Hey there! I’m Hailey Phillips. I was born and raised in South-East Idaho. I am a rising junior at BYU-Idaho where I major in Fisheries, Wildlife, and Range Ecology, which is a recent change for me. Just about 5 months ago my major was Biology Education. I would say that my major choices trace back to when I was a young girl. I loved being outside and exploring; camping, hiking and swimming were a part of every summer growing up. Feeling so comfortable in the outdoors, I aspired to be a field biologist. Like Jane and her father in the movie Tarzan, Diego in the TV show Go Diego Go, or the Kratt brothers from the TV show Zaboomoafoo, I wanted to be in an environment where I could learn new things, observe the beauties of nature, and be a part of active solutions to environmental issues we may face. I got a real life taste of this dream when my dad would take my younger sister and I out of school for a day to go on a field trip with him and his whole class of high school students into the mountains!
For years, my dad has been part of Madison High School’s Environmental Solutions (E.S.) program. The program takes a group of select students and trades out their regular class schedule for a whole trimester of field trips to the mountains every other day! I know, sounds too good to be true, but these students would spend their fall studying water, soil, forest, wildlife, and current issues affecting these areas. The students became proficient in the use of computers, graphing, videotaping, photography, as well as learning to sample the environment using technology used by scientists in their various disciplines. They also explored careers in science, math, and english as well as worked with professionals from various government agencies and private enterprises. Being able to witness this kind of learning, even at a young age and for only a few days of my lifetime, inspired me. As I grew up and started attending Rigby High, I thoroughly enjoyed my biology class, so much so that I took it twice! I even considered switching schools so that I could enroll in my dad’s E.S. class. Eventually, I was on my way to college. With my love for biology, I decided to go into Biology Education.
Fast forward 3 years, to about 6 months ago, I was telling my father about how much I was enjoying my biology classes, but I felt that I was being kept indoors studying too much without experiencing much of anything hands-on. I explained how someday, when I was a teacher, that I would want my students to be outside gaining the experiences they need to learn to love that field of science and to learn the necessary skills for it while all the while experiencing the powerful feeling of being in the great outdoors. I explained that I needed some of that for myself, and I needed it soon if I was going to feel confident about my career choices.
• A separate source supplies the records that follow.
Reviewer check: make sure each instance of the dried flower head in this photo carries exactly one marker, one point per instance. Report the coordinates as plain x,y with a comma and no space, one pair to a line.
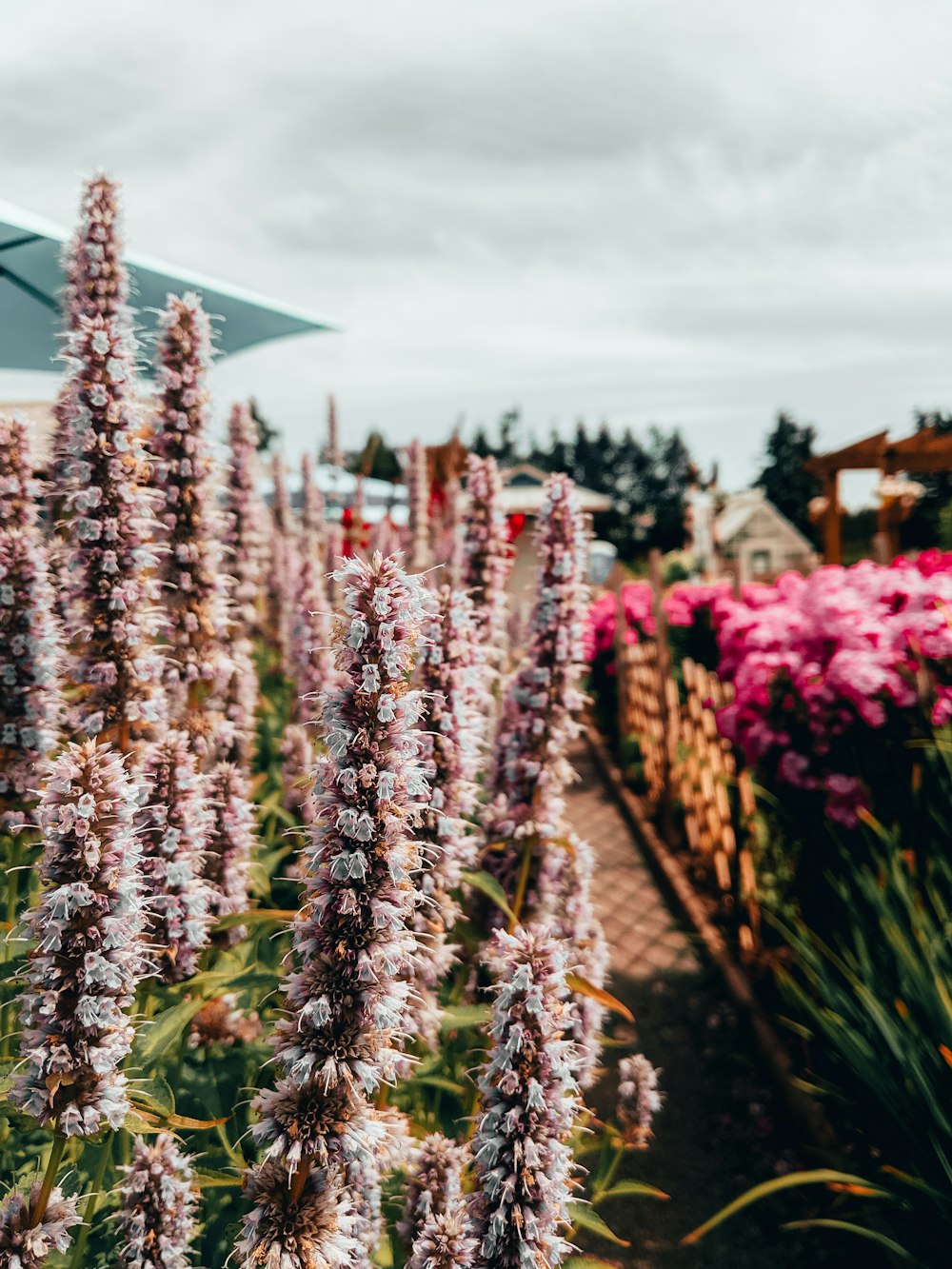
445,1241
246,532
25,1245
87,962
639,1098
30,662
301,1227
19,488
486,552
223,1021
174,829
433,1184
418,495
230,842
193,566
527,1108
156,1216
110,560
He said, “Well, have you heard of the Henry’s Fork Foundation? I took my E.S. students up there last fall, and that sounds like exactly what you are describing. They just sent me an application for their summer internship asking if I knew anyone who would be interested.” I jumped from my seat and said, “WHY DIDN’T YOU TELL ME SOONER!?” Before I knew it, I had emailed HFF my application. I started school again and switched my major to Fisheries, Wildlife, and Range Ecology. I spent all of last semester meeting with my fisheries and wildlife advisors one on one to talk about my goals, prepare my resume, and practice interviewing. And now I am here at HFF. Here, I am eager to learn what it means to gain valuable knowledge through professional research and to transform that science into real life applications and projects to help maintain the beautiful quality of our watershed. I am grateful to have already participated in a river clean up as a part of this effort. I am excited to see what else I can do this summer with HFF and to finally get a start on my childhood dream!
Myself at Jenny Lake this last spring (the lake still frozen)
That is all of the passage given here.